A package I've been working on which takes array-like x and y data, generates polynomial and piecewise (maximally 3 model breaks) fit parameters and evaluates the BIC score used. The function of interest is main
. Makes certain assumptions as to the nature of the error, listed down here: https://en.wikipedia.org/wiki/Bayesian_information_criterion#Gaussian_special_case
Please feel free to submit a pull request. Any corrections or problems to raise is more than welcome.
- The y-array has to be an array of shape (N,1).
- The segmented regressions tend to fail when the number of points is given far outnumber the length of the training data.

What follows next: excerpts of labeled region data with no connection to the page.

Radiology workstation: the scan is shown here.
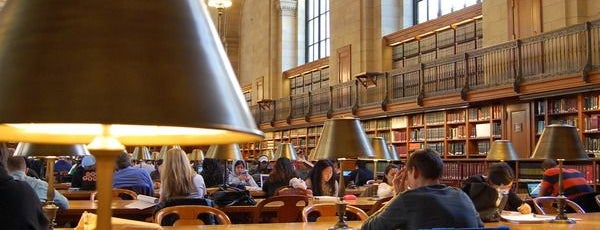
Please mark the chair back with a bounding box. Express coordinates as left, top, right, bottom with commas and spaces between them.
90, 188, 137, 201
154, 205, 231, 226
302, 203, 369, 222
253, 195, 309, 223
359, 184, 379, 197
367, 196, 394, 216
275, 186, 313, 197
533, 196, 585, 215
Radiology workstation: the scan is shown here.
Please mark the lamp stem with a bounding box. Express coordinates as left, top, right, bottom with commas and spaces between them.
554, 159, 575, 224
373, 160, 378, 181
42, 157, 58, 229
338, 159, 346, 200
90, 149, 123, 230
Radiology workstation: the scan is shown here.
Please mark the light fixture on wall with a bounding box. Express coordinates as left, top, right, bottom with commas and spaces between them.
0, 0, 263, 230
208, 0, 233, 47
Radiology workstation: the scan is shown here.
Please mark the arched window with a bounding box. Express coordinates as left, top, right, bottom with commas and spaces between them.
306, 0, 330, 62
413, 0, 483, 25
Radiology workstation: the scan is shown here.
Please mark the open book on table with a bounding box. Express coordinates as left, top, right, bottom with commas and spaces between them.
125, 194, 158, 210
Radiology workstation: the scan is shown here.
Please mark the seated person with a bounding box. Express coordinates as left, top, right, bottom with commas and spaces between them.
347, 160, 373, 186
113, 152, 154, 196
306, 160, 339, 196
6, 157, 69, 210
0, 160, 48, 229
540, 159, 594, 200
377, 164, 400, 198
462, 162, 531, 221
361, 149, 483, 230
227, 160, 260, 190
71, 155, 96, 191
263, 157, 296, 197
200, 158, 225, 188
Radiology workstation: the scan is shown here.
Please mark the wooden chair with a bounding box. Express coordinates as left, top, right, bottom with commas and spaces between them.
154, 205, 231, 226
302, 203, 369, 222
90, 188, 137, 201
533, 196, 585, 215
275, 186, 313, 196
367, 196, 394, 216
253, 195, 309, 223
359, 184, 379, 197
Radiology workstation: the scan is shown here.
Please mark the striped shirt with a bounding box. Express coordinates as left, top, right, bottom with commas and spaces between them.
540, 167, 594, 200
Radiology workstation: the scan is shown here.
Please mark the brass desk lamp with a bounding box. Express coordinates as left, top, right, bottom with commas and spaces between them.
314, 118, 373, 229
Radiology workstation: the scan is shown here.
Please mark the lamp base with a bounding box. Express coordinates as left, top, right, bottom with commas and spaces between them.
550, 217, 576, 224
42, 202, 58, 229
328, 201, 354, 230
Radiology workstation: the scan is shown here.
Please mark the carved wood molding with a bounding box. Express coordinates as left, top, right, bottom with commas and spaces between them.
283, 57, 329, 78
383, 3, 482, 46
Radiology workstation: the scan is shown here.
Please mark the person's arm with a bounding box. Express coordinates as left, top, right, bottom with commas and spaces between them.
54, 189, 69, 210
505, 191, 531, 214
361, 196, 406, 230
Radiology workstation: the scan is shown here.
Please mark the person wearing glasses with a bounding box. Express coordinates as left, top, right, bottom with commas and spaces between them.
462, 162, 531, 222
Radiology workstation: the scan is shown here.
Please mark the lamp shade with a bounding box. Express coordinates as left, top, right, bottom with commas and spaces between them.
0, 0, 263, 146
260, 149, 277, 161
485, 140, 519, 161
273, 143, 298, 161
531, 124, 588, 160
206, 144, 244, 161
388, 144, 400, 161
131, 146, 152, 161
13, 142, 90, 157
315, 118, 373, 160
188, 149, 204, 161
370, 137, 392, 160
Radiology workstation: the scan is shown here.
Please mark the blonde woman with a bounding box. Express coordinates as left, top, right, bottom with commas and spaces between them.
160, 148, 206, 202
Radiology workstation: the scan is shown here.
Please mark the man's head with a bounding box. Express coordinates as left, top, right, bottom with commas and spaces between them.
487, 162, 514, 193
542, 159, 556, 171
117, 152, 131, 170
6, 157, 27, 172
406, 149, 444, 188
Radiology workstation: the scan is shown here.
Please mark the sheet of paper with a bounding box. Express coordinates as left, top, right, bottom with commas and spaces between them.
125, 200, 156, 210
500, 212, 554, 223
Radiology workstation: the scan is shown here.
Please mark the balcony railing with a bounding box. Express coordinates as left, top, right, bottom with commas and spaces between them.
252, 20, 600, 123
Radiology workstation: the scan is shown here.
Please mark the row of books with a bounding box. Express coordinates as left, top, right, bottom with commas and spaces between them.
583, 136, 600, 154
448, 142, 467, 156
583, 114, 600, 132
442, 161, 488, 181
583, 95, 600, 111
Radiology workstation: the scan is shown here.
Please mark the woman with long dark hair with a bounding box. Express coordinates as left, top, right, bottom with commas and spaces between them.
263, 157, 296, 197
306, 160, 339, 196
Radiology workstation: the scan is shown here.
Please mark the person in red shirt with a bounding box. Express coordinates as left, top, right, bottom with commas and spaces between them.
540, 159, 594, 200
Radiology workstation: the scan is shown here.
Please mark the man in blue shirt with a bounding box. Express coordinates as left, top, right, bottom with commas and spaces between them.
6, 157, 69, 210
361, 149, 483, 230
113, 152, 154, 196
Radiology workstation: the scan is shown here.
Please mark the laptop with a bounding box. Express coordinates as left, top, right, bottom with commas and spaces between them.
527, 182, 541, 198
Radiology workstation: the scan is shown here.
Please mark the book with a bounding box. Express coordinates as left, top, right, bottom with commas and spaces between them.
125, 194, 158, 210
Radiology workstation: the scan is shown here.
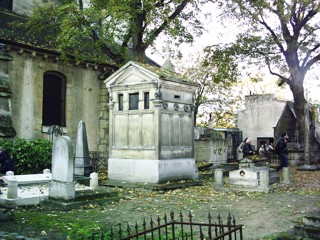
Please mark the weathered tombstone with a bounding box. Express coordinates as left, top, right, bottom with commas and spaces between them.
214, 168, 223, 185
90, 173, 99, 189
282, 167, 290, 184
74, 120, 91, 176
105, 62, 198, 183
49, 136, 75, 200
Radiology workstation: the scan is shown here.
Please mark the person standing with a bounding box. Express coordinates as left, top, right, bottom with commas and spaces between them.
243, 138, 253, 158
237, 138, 248, 161
0, 147, 16, 174
275, 132, 289, 172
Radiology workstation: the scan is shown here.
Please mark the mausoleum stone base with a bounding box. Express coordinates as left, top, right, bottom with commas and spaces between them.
108, 158, 198, 183
49, 180, 76, 200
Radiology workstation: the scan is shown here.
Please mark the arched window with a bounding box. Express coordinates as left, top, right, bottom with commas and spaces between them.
42, 72, 66, 127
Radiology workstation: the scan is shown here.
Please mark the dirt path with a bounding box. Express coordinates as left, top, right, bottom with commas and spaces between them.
1, 168, 320, 240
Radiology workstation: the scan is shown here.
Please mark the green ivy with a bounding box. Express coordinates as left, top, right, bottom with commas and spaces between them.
1, 138, 52, 174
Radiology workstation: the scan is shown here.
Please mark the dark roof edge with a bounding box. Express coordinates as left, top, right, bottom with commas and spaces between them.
0, 37, 119, 70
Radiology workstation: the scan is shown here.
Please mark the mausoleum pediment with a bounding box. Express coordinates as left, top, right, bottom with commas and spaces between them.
105, 62, 159, 87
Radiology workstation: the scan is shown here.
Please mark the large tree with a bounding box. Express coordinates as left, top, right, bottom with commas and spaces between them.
177, 54, 243, 128
207, 0, 320, 163
21, 0, 202, 64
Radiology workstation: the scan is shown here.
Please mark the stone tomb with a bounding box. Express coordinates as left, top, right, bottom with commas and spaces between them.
105, 62, 198, 184
227, 167, 280, 192
49, 136, 75, 200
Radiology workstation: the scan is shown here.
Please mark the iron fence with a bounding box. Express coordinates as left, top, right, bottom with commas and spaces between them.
85, 211, 243, 240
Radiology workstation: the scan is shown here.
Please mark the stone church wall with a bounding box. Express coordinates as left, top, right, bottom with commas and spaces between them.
8, 51, 108, 151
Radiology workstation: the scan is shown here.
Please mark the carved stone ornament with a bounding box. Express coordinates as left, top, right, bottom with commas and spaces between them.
163, 102, 168, 109
184, 105, 191, 112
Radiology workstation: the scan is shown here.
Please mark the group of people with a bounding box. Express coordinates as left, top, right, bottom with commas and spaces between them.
259, 143, 274, 157
238, 132, 290, 172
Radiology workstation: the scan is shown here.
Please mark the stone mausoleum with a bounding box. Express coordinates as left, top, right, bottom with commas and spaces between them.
105, 62, 197, 183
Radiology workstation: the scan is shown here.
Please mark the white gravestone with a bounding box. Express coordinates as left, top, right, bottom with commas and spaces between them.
49, 136, 75, 200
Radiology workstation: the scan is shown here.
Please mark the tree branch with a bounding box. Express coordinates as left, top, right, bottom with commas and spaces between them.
301, 44, 320, 68
146, 0, 192, 45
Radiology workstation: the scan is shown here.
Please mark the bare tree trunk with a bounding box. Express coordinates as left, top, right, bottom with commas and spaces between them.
304, 103, 310, 165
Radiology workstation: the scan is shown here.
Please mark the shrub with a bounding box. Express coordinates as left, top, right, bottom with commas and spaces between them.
1, 138, 52, 174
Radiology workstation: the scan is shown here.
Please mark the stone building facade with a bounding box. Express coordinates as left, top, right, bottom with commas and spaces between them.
237, 94, 287, 150
105, 62, 198, 183
0, 0, 118, 152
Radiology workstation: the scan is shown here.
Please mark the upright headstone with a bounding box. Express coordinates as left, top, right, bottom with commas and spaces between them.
74, 120, 91, 176
49, 136, 75, 200
214, 168, 223, 185
90, 172, 99, 189
282, 167, 290, 184
7, 179, 18, 199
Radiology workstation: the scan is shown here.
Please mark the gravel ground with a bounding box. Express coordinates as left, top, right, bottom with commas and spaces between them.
1, 168, 320, 240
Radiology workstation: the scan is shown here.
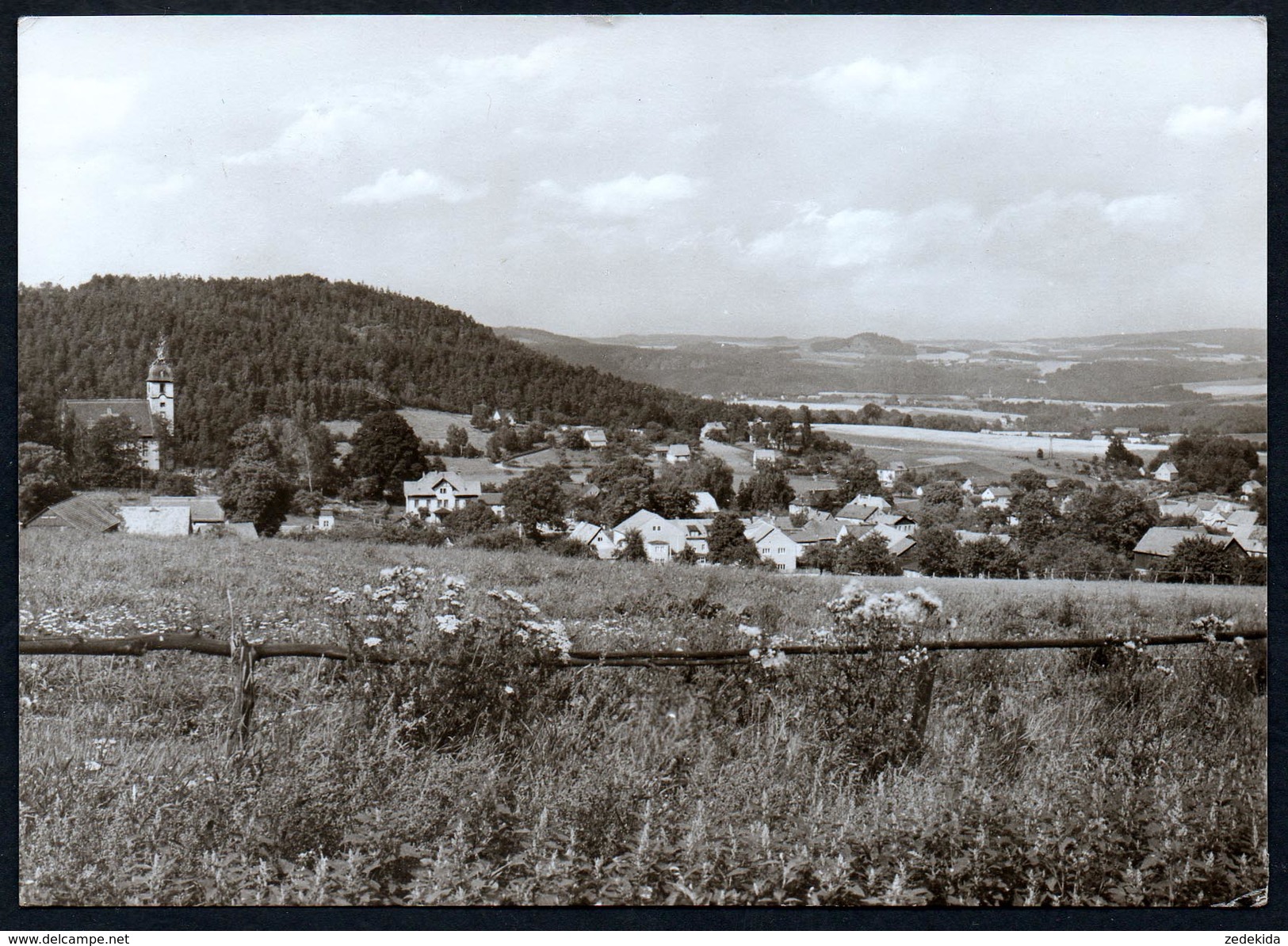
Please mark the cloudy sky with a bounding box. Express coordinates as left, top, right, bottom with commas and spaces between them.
18, 17, 1266, 338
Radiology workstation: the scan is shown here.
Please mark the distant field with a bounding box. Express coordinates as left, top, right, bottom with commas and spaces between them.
1181, 377, 1269, 398
814, 423, 1167, 460
322, 406, 488, 451
738, 398, 1022, 421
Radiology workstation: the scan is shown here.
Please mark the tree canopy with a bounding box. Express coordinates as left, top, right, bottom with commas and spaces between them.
344, 410, 426, 501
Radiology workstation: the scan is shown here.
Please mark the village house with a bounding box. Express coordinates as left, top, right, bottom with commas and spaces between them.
979, 486, 1015, 509
62, 341, 175, 470
1132, 525, 1245, 570
148, 495, 227, 533
117, 505, 192, 536
836, 502, 881, 525
613, 509, 711, 561
787, 489, 836, 515
743, 519, 804, 571
1225, 509, 1257, 530
871, 513, 917, 536
1230, 525, 1270, 559
568, 523, 626, 559
403, 472, 482, 519
693, 489, 720, 513
877, 460, 908, 489
845, 523, 917, 559
23, 495, 121, 534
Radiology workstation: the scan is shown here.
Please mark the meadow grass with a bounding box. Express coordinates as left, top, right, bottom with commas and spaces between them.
19, 534, 1269, 906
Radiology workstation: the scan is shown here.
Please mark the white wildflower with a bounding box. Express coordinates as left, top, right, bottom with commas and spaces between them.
760, 650, 787, 669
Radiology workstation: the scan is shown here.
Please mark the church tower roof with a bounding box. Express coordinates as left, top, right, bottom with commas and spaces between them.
148, 338, 174, 381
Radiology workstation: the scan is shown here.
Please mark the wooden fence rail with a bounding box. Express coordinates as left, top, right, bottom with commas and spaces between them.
18, 631, 1267, 758
18, 631, 1266, 666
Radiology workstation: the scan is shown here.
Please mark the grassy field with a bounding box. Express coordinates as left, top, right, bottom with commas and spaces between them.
326, 406, 488, 451
19, 536, 1269, 906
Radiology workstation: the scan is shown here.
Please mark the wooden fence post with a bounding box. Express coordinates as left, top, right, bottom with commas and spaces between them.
908, 654, 939, 759
228, 629, 255, 756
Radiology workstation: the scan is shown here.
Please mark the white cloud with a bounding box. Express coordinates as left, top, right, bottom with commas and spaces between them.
800, 56, 948, 109
438, 37, 583, 82
1105, 194, 1202, 238
747, 204, 977, 269
1166, 97, 1266, 139
18, 72, 142, 153
224, 105, 367, 166
531, 174, 702, 216
116, 174, 193, 202
340, 167, 488, 204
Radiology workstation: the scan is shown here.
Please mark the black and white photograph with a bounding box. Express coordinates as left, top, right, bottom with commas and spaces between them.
13, 15, 1267, 911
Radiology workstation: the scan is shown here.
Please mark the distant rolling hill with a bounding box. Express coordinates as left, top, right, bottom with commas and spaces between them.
18, 276, 746, 464
496, 327, 1265, 402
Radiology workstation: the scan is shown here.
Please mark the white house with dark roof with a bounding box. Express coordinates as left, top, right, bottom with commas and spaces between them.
979, 486, 1015, 509
693, 489, 720, 515
116, 505, 192, 536
403, 472, 482, 517
62, 340, 175, 470
1132, 525, 1245, 569
148, 495, 225, 533
836, 502, 881, 525
743, 519, 805, 571
1230, 525, 1270, 559
613, 509, 711, 561
568, 523, 626, 559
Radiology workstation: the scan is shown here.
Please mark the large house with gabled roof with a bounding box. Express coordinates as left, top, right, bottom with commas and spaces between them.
62, 340, 175, 470
403, 471, 483, 519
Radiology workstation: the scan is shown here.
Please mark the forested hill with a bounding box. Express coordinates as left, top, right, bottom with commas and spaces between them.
18, 276, 747, 463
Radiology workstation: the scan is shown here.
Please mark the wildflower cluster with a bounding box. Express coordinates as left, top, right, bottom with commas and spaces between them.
434, 575, 466, 635
814, 582, 943, 669
323, 565, 429, 647
1191, 614, 1234, 643
488, 588, 572, 660
18, 605, 214, 637
738, 624, 791, 670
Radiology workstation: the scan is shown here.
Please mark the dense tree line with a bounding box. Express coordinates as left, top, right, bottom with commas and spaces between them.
1149, 435, 1266, 494
18, 276, 750, 466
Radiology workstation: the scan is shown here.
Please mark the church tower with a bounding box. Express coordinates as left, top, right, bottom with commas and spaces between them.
148, 338, 174, 430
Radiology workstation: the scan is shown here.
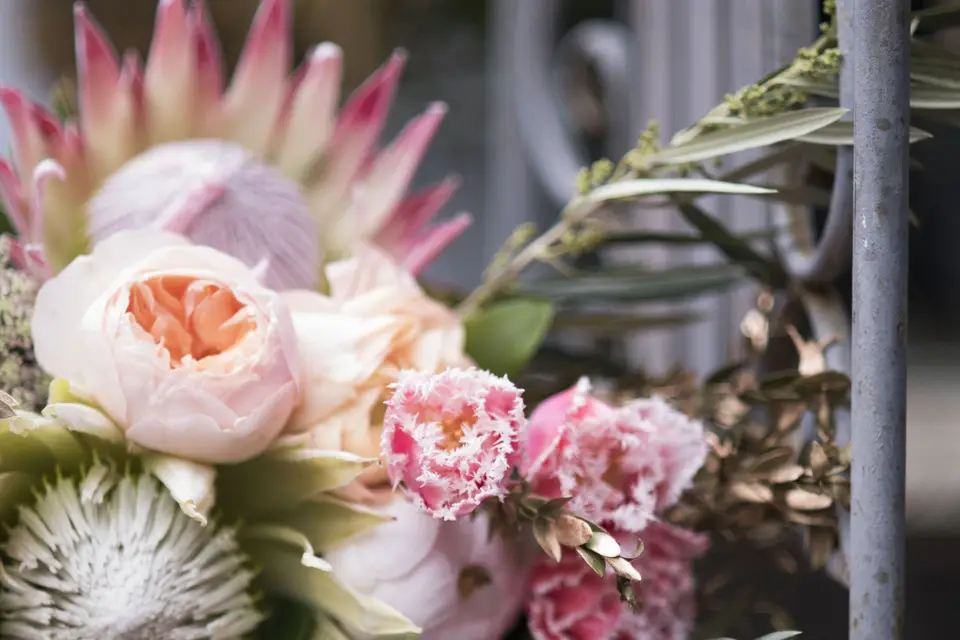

- Due to the unforgiving nature of BIC when dealing with a large number of parameters, polynomial fits greater than degree 0 and segmented regressions greater than 1 model break (each incremental model break increases parameters by 3) almost never score lowest.
- The best fit parameters for a piecewise regression can be a bit confusing to interpret. They coincide with the arguments for the functions listed in
segmented_functions.py
.
- It seems to be routinely the case that segmented regressions with 1 model break minimize BIC nearly every time, typically followed by the other segmented regressions of 2 and 3 model breaks and then followed by polynomial models. This is a bit suspicious, but likely a consequence of the fact that the residual sum of squares found using segmented regressions are typically far lower than that found with polynomial models.
- The segmented regression functions are not elegantly written and rely on nested functions. There is definitely a more efficient way to do this.